Frustratingly, there’s more than one reason why a delta 8 cart may not be hitting. This includes clogs, reduced potency, incorrect device settings, and more. Here’s how you can identify and address some of the most common problems with delta 8 carts.
Many delta 8 cart clogs are a result of improper storage. On the bright side, this means that clogs are often preventable.
Store delta 8 carts in cool, dry places, either in a container designed for cart storage, or a confined space like a drawer. Keeping your carts upright can reduce the chance of a leak or clog developing.
Even allowing carts to sit around for months, untouched, can boost the clogging risk. Avoid purchasing carts unless you plan to break them out in the near future.
An increased risk of clogging also comes with low-quality oils and distillates. Before purchasing any delta 8 cart, make sure to do your research about the brand and listen to what other consumers have to say. In the world of hemp and cannabis, it’s never a wise decision to go with the cheapest product you can find. This often points to poor quality.
To tackle a clog that has already occurred, start by checking for some of the most common issues.

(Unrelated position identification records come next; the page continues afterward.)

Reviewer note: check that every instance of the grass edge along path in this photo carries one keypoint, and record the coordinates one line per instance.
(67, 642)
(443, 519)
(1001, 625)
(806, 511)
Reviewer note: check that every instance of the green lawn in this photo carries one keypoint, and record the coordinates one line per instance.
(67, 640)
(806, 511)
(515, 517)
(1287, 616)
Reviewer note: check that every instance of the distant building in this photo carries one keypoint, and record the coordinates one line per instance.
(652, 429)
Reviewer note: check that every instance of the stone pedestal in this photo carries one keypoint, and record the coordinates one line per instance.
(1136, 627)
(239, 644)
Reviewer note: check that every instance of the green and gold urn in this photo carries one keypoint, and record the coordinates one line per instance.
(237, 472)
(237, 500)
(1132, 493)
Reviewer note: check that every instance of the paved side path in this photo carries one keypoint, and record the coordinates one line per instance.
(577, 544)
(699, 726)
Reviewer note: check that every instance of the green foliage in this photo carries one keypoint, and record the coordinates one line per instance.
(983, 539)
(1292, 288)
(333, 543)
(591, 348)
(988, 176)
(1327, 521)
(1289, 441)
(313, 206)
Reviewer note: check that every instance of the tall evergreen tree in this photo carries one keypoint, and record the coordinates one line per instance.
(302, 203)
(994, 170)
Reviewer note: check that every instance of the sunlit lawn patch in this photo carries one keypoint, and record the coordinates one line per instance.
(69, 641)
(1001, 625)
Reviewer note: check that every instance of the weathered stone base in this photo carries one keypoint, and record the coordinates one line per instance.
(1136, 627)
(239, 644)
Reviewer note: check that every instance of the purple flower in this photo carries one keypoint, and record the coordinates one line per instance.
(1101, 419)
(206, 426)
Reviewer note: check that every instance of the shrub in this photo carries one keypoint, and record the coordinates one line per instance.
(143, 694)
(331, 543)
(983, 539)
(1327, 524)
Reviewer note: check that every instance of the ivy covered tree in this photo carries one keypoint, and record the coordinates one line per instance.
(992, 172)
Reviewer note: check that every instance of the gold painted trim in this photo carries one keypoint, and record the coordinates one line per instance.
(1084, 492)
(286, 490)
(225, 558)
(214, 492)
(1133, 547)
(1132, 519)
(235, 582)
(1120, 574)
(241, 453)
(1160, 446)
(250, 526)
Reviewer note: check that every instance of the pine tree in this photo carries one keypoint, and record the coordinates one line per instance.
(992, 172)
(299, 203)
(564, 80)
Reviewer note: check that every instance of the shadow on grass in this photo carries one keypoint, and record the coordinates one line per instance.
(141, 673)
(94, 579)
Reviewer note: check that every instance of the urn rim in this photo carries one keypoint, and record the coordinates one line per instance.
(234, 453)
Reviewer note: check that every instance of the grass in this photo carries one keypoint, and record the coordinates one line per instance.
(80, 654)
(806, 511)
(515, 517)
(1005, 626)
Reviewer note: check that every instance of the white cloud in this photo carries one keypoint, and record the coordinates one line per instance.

For more information on unclogging your cart, check out our dedicated article.
A burnt delta 8 cart can occur due to high voltage settings, draws of three seconds or more, or improper storage.
This may also be due to chamber flooding, which is a severe (but not irreversible) clog. When the chamber of your cart has flooded, the coil isn’t able to heat correctly. Despite the burnt taste and smell, you’ll actually see a sharp decrease in vapor production, because the coil is essentially submerged in oil.
Most of the time, bubbles in your delta 8 cart aren’t an issue. Of course, if you’re seeing this in conjunction with other issues, excessive bubbles could point to a low-quality cart—or to users who draw way too hard on their carts.
Bubbles may pop on their own eventually, but delta 8 is thick, and bubbles may not pop naturally. To speed up the process, try shaking the cart repeatedly or warming your cart with a hair dryer on the lowest setting. Avoid this method if your cart is made of plastic, as this could lead to melting.
Delta 8 didn’t skyrocket to popularity without reason. It’s a great substitute for delta 9 in states without legal marijuana, and a more relaxed high for anyone looking for one. As long as you’re purchasing delta 8 carts from a trusted seller, this cannabinoid is a great alternative for those who want to steer clear of delta 9 THC’s more intense effects.